Segro, which has Shropshire local authority'S pension fund as a shareholder, will construct the €120m park next to Berlin Brandenburg International Airport, a terminal under construction. The expanded airport will in 2011 replace the three which now serve the city.

The firm is marketing the deal as evidence of its aim to increase its presence specifically in Germany as well as in continental Europe generally. It also noted the significance of its involvement in an infrastructure project at the launch stage, with an option on 24 additional acres before 2011.

Under the agreement, the airports authority will provide the infrastructure for the project and construction will take place in three phases, with initial infrastructure work beginning mid-2008. SEGRO spokesman Michael Waring has ruled out its direct investment in infrastructure. "We will occasionally directly seek to improve local infrastructure to facilitate our sites but direct infrastructure investments themselves are absolutely not what Segro does," he said.

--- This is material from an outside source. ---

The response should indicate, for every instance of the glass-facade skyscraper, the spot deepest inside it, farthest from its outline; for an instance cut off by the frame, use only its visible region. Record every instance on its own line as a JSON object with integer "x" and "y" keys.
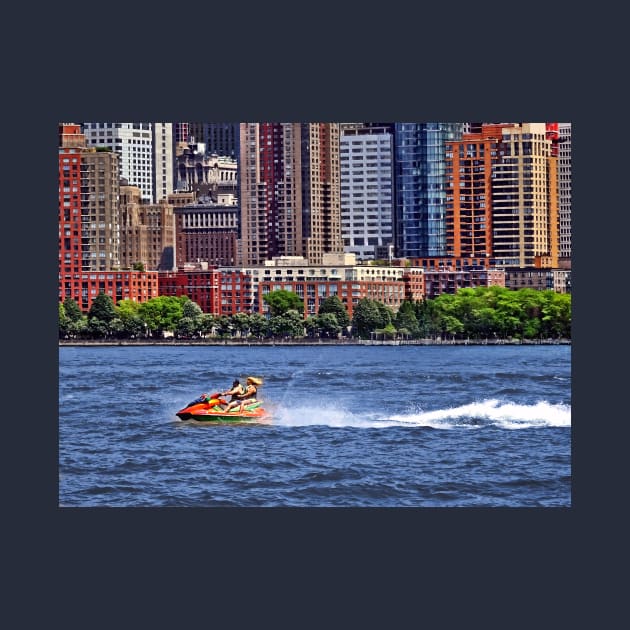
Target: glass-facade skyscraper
{"x": 420, "y": 184}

"We want to be where our customers want to operate - major business centres, distribution hubs, airports, seaports, major European road junctions and other transport arteries - along Europe's freight corridors. We are not always located right beside major air or sea ports; simple good general transport connections may be sufficient. It's a case of what works best for our occupiers," he added.

"In many Western European locations, proximity to a major airport or inter-modal transport hub is a clear advantage to us, but in Poland some of our sites are in the absolute prime road locations, partly because the planning regime can be more flexible in Eastern Europe."

Segro's strategy is to focus on high-growth areas with strong transport infrastructures.
Despite hype around proximity to a hub serving 20m people, the firm last week stressed its cautious approach to the development, which will involve only "an element" of speculative build.

In its earlier incarnation as Slough Estates, Segro partnered pension funds in property ventures, including one with BA pension fund for part of its Wynyard development in the northeast of England.